Amber I admire what you do so much. You are so strong to fight for the rights of so many people and to raise awareness for them. Just well done you and a (((hug))) and a prayer that you feel loved, respected and accepted.
I was turned down for the job that I thought I was perfect for! I have, however, managed to get a very small job for just a couple of hours a week which will have to keep me going until I can get a larger one. I trust God has a job up His sleeve for me!
DS has managed to get one job offer already and has another interview tomorrow!
Please give thanks that DD1 has made such good positive steps since we have been home. From the depth of depression it is a long road to travel, but we can already see small signs that a corner has been turned. Thank God. I just pray it continues.
Please pray for my lovely Uncle who is returning home to his own country tomorrow. He has lived in the UK for 15 years and been alone for the past two years since my auntie died.
He has had prostrate cancer and we heard today it has gone to his bones. He has a matter of months. I am devastated .
He IS 87 so a good age and tbh I just want him to have some quality time with my cousins back in his home country before he passes on and goes to be with my auntie.

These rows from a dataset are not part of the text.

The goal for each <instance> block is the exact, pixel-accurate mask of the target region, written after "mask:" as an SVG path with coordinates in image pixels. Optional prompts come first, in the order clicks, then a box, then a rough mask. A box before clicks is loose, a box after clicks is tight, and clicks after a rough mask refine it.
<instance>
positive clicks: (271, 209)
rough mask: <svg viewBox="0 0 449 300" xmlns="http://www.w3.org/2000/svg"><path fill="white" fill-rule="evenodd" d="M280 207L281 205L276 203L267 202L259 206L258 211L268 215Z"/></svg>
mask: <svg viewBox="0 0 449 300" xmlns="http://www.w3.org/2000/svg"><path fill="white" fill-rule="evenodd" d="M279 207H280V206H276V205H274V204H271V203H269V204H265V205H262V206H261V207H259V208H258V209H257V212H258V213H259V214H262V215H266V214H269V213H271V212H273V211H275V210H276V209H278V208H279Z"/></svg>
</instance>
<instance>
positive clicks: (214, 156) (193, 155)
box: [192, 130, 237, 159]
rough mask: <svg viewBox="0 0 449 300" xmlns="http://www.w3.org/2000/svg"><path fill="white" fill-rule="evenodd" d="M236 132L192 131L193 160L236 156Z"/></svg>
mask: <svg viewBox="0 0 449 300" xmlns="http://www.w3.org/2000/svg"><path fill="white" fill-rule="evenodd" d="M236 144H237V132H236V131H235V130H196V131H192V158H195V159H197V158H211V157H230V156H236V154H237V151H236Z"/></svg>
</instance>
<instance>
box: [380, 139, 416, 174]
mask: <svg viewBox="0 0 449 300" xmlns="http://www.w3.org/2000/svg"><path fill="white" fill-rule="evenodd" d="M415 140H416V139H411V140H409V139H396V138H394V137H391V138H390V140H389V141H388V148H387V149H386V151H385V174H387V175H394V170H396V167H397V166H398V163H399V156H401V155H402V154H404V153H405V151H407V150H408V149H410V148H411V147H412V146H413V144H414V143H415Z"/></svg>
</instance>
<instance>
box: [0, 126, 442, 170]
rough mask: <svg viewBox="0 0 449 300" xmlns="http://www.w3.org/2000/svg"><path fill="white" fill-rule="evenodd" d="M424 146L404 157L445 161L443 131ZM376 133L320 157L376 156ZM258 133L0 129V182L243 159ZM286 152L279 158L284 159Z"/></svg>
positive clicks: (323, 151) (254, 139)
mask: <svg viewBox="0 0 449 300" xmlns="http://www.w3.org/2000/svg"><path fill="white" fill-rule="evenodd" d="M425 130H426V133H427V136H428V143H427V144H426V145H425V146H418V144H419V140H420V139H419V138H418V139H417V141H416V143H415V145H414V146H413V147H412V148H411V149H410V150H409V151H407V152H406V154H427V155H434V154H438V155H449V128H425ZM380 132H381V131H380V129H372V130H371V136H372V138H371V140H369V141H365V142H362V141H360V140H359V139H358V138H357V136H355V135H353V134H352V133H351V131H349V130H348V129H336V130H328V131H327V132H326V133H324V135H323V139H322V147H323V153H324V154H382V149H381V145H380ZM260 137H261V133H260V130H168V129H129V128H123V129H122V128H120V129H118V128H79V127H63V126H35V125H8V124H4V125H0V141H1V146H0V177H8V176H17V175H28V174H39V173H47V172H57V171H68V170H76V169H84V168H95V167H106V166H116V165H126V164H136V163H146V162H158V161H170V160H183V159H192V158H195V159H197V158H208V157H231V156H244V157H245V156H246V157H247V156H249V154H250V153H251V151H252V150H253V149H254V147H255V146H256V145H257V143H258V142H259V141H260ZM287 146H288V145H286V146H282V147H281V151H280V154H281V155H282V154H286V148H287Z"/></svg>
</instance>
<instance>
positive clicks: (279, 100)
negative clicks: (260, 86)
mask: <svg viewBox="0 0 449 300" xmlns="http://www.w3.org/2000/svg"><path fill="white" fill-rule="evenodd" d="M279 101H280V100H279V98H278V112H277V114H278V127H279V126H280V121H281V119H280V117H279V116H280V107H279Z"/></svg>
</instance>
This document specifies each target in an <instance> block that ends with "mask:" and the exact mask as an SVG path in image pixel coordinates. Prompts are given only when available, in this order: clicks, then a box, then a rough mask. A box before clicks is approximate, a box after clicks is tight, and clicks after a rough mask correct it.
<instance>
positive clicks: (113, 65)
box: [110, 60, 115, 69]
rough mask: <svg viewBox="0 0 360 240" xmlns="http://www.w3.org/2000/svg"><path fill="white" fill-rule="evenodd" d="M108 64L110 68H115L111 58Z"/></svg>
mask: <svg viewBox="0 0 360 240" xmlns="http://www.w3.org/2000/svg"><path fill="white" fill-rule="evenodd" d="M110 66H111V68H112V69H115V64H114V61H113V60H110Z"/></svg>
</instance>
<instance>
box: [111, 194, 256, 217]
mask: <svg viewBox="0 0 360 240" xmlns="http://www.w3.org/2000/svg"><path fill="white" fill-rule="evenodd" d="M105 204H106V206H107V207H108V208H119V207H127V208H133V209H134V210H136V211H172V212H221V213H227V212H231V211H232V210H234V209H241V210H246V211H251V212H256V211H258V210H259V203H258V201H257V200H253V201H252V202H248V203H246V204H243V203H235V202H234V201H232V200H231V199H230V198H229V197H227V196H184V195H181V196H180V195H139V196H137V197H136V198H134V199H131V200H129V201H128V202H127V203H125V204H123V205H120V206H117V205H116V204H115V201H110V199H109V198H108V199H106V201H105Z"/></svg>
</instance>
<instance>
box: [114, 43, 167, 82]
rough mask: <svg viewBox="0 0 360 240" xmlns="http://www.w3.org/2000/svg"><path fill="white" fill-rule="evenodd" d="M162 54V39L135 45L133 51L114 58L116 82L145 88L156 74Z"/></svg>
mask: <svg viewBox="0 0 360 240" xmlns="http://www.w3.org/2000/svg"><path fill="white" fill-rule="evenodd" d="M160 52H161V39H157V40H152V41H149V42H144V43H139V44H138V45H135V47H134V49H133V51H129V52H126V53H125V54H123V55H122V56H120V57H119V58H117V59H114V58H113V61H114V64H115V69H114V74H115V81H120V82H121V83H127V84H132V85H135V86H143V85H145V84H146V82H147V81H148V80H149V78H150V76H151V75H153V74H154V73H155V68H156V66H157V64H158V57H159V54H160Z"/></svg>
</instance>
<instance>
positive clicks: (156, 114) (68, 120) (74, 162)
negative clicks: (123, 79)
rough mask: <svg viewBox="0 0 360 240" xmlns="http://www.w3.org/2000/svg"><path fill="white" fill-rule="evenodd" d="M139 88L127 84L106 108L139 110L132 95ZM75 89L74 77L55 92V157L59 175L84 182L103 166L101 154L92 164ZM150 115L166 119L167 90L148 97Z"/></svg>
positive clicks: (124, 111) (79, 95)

Thank you, will read through recent prayer requests and add to mine x
Here, recovering from another bit of autism hate stuff. I would say I get used to it, but really I don't. Praying that fewer Christians do this stuff. But I'm determined to make something good out of it.
Praying for you all.
Please pray for the family and friends of a lovely lady I knew through the community for people with my lung disease, who passed away yesterday, from organ failure resulting from pneumonia. She was a wonderful, giving person with time for everyone. I am so shocked and sad.

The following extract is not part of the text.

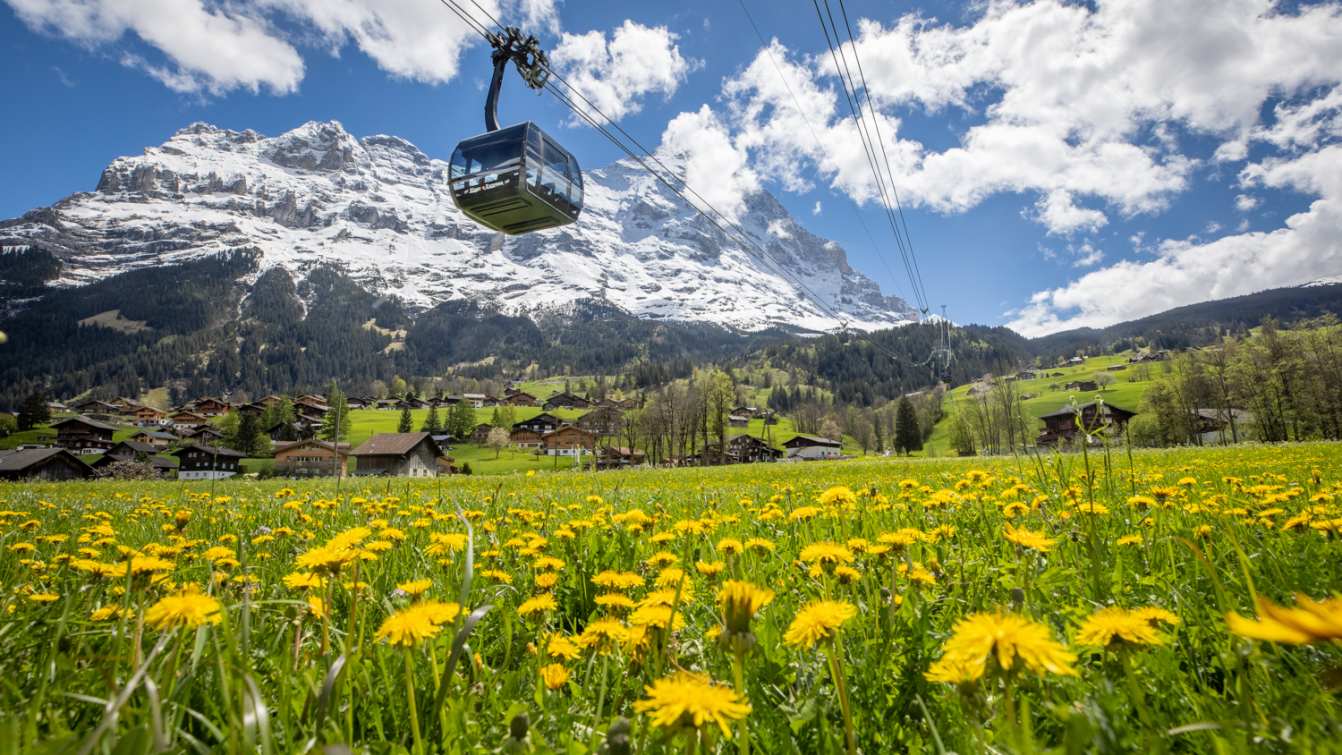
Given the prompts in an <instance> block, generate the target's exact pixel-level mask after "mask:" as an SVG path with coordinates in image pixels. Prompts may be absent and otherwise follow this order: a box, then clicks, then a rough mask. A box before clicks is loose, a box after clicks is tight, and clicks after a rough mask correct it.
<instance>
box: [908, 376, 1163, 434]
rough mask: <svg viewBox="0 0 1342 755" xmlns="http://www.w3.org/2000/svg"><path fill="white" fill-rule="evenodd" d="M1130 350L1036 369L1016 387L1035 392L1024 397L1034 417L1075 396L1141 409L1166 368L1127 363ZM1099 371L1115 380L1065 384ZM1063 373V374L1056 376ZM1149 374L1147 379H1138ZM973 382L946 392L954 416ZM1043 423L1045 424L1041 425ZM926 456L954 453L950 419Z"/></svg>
mask: <svg viewBox="0 0 1342 755" xmlns="http://www.w3.org/2000/svg"><path fill="white" fill-rule="evenodd" d="M1130 355H1131V353H1130V351H1123V353H1121V354H1111V355H1104V357H1090V358H1088V359H1086V363H1083V365H1068V366H1066V367H1048V369H1040V370H1036V371H1037V373H1039V374H1040V375H1045V377H1039V378H1035V380H1023V381H1016V390H1017V392H1019V393H1021V394H1031V396H1032V398H1028V400H1025V401H1021V406H1023V408H1024V409H1025V413H1027V414H1029V416H1031V417H1041V416H1044V414H1048V413H1051V412H1056V410H1059V409H1062V408H1063V406H1067V405H1068V404H1071V402H1072V401H1074V400H1075V401H1076V402H1078V404H1086V402H1088V401H1094V400H1095V398H1098V397H1099V398H1103V400H1104V402H1106V404H1113V405H1114V406H1119V408H1123V409H1127V410H1130V412H1137V410H1138V409H1139V406H1141V402H1142V396H1145V394H1146V390H1147V389H1149V388H1150V386H1151V385H1153V384H1154V381H1155V380H1158V378H1159V377H1161V374H1162V370H1164V365H1165V363H1164V362H1147V363H1146V365H1127V358H1129V357H1130ZM1119 365H1122V366H1125V369H1122V370H1118V371H1110V370H1108V367H1111V366H1119ZM1098 374H1110V375H1113V378H1114V382H1113V384H1110V385H1108V386H1100V390H1098V392H1090V393H1082V392H1076V390H1067V389H1066V388H1063V386H1064V385H1067V384H1068V382H1072V381H1078V380H1091V378H1094V377H1095V375H1098ZM1053 375H1059V377H1053ZM1138 375H1146V377H1145V378H1143V380H1134V378H1135V377H1138ZM970 388H973V384H968V385H961V386H957V388H956V389H953V390H950V392H947V393H946V398H945V404H943V406H945V410H946V414H947V416H950V414H951V413H953V412H954V410H956V405H957V404H958V402H960V401H964V400H965V398H966V397H968V396H969V390H970ZM1040 426H1043V425H1040ZM923 455H925V456H951V455H954V451H953V449H951V445H950V422H946V421H941V422H938V424H937V426H935V428H934V429H933V433H931V437H929V439H927V443H926V444H923Z"/></svg>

I've had a read through so that I can keep up with prayer requests.
...Now off to change Hannah's nappy and offer her some more milk...
Praying as I read.
After a lovely period of being pain free, I've woken up with bad kidney pain. I'm going to see if I can get in at the doctors. Hoping its just an infection rather than a flare up of my old issues. I can't have any time off sick from being a Mum! Please pray it eases!
sports day today. followed by family picnic. quite stressful playing happy families in school with their dad.
Asking God for grace in my head. Obviously!
Back at work today, wish I hadn't been. I do find working in a small office hard at times and she was either clicking her pen, sniffing incessantly (hay fever) or eating loudly. I keeped having to ask for grace. I am being unreasonable here and I feel I need to deal with this. I'm not sure we'll ever fully get along but I need to be full of grace and mercy and to be considerate on what I say (which I usually am). I cannot do anything about her attitude but I can change mine, as the saying goes.
Hard though. She's a strong personality and very opinionated. And the incident the other week almost polarised things in a way.
In haste... got a lot of RL on atm, but reading regularly and praying for all. Thinking particularly of Kay and Charlotte and Mome (get well soon) and PA and DD1ofPA and of Oma and Bob in this heat. Love to all...
Just noticed your update, PA - glad for a good day for you all; hope it reaps a good harvest, too!
Thank you all for the prayers. I'm feeling so much calmer now that I'm feeling a bit of a fraud for making a fuss earlier! So I'm sure that God has been answering prayers today...
I'm sorry to be so cryptic - I have far too much secrecy in my life atm, partly because dcs don't yet know about the separation and partly because, sadly, I think plans could be sabotaged if they were thought to be too good for me, iyswim.
Anyway, the important thing is that, while I'm still a bit confused, I'm feeling more confident that God's will is in all this.
Phew! One day I'll have headspace for all of you again and will return to the thread more regularly, honest. Thank you for putting up with my unpredictable appearances!
hoping it is nottoo hot do.
ds has decided to write some words tonight. he also did well in speach therapy. thanking god for a cool breeze to ease the heat in the car as I waited for pick up time after the end of the appointment.